The dark art of shaping perceptions with political ads in Peterborough

Who Targets Me
4 min readJun 6, 2019

Peterborough, ahead of its by-election today (Thursday 6th June), has been targeted with Facebook advertisements from the major political parties and candidates.

However, while local issues such as fly-tipping, improvements to the A47 and cuts to local schools and bus services dominate the ads by the candidates, the parties main Facebook pages are running ads offering up conveniently (for them) contradictory predictions on the likely outcome.

Labour placed ads targeted primarily at 18–34 year olds stating they have a simple choice: “Only Labour can stop the Brexit Party”. It features an image, not of local Brexit Party candidate Mike Greene, but of their leader, Nigel Farage juxtaposed with Labour’s candidate, Lisa Forbes.

Meanwhile, The Brexit Party, running their first campaign to win an MP claim, based on the EU election results in Peterborough, that the Conservatives can’t win and only they can beat “Corbyn’s Labour”.

In an ad targeted at younger voters (demographically more likely to support staying in the EU), they also argue that the Liberal Democrats are the only alternative to themselves, in an apparent bid to encourage remain voters switch from Labour.

“Only 2 parties are being honest about their positions in Peterborough,” says the ad. “Vote for democracy with The Brexit Party or vote to remain the EU [sic] with the Lib Dems this Thursday.”

But Labour and The Brexit Party aren’t the only ones making predictions.

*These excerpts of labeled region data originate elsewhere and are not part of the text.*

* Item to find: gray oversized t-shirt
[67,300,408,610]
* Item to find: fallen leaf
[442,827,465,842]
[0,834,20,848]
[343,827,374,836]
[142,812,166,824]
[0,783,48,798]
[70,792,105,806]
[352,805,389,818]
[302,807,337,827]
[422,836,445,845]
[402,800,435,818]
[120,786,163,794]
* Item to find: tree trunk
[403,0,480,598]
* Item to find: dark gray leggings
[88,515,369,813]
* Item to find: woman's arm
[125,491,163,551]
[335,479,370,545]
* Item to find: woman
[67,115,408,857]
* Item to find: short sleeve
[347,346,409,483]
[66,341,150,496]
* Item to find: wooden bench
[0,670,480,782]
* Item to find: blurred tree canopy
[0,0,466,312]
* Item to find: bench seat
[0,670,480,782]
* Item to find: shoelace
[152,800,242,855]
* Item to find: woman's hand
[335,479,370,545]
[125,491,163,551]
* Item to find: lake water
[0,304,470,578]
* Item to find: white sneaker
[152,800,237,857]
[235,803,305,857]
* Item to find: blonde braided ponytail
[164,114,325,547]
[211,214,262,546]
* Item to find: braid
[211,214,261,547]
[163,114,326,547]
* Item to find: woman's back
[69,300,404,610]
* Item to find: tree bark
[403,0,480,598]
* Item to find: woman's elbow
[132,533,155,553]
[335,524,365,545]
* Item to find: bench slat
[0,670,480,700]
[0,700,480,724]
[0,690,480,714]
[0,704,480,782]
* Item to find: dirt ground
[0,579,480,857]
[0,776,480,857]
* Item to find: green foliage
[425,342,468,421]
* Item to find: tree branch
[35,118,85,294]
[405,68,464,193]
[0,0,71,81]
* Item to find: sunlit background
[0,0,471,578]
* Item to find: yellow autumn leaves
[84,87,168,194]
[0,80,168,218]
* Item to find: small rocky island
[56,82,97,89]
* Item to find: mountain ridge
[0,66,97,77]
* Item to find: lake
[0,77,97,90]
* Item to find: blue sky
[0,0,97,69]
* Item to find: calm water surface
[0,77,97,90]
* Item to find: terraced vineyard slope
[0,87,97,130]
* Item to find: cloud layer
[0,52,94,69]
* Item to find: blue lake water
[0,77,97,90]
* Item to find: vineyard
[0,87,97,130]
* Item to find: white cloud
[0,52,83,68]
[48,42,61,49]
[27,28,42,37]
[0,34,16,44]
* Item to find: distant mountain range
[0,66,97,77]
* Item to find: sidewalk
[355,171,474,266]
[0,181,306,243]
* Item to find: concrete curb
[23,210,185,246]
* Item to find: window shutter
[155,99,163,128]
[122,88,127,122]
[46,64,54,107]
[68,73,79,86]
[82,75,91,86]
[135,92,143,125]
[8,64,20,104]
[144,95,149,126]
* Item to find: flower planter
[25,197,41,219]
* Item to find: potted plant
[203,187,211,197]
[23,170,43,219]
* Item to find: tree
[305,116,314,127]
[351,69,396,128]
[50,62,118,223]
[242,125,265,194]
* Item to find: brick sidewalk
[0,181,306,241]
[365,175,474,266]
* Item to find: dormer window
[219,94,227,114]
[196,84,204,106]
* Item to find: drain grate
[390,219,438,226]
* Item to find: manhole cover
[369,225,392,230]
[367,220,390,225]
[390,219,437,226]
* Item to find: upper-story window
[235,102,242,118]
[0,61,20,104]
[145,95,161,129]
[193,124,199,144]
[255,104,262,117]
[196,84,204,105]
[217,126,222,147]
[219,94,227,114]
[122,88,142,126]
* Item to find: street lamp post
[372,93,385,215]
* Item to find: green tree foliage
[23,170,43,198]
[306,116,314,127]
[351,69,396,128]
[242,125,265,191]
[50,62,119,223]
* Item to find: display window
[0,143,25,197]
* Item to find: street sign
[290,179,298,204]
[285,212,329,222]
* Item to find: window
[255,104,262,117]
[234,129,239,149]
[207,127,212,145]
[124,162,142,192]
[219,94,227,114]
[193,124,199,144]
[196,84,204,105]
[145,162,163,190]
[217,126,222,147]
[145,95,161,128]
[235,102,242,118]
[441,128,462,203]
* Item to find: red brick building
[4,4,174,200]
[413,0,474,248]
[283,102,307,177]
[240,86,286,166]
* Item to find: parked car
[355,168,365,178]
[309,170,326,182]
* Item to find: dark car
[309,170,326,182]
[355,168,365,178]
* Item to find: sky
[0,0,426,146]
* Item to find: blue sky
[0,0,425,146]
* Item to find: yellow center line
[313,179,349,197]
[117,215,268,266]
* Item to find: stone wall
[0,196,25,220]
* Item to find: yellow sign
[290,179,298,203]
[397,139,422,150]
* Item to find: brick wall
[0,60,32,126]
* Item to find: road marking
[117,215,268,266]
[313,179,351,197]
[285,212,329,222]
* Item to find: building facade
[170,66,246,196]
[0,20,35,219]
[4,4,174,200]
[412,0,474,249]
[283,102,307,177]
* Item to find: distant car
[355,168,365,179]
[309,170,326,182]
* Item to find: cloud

According to Peterborough Conservatives, based on local election results, it’s only them or Labour who can win in Peterborough. They’ve run ads saying that a vote for The Brexit Party would help Labour ‘sneak through’.

Tactical Voting or Voter Suppression?

Each of these ads embodies a classic by-election approach of framing the result before it’s happened. The Brexit Party doesn’t want Conservative voters to turn up (to maximise its vote share) and wants remain supporting Labour voters to switch to the Liberal Democrats, thus weakening the party they see as their biggest rival. Labour wants to motivate its voters to stop The Brexit Party, whereas the Conservatives want you to forget they even exist.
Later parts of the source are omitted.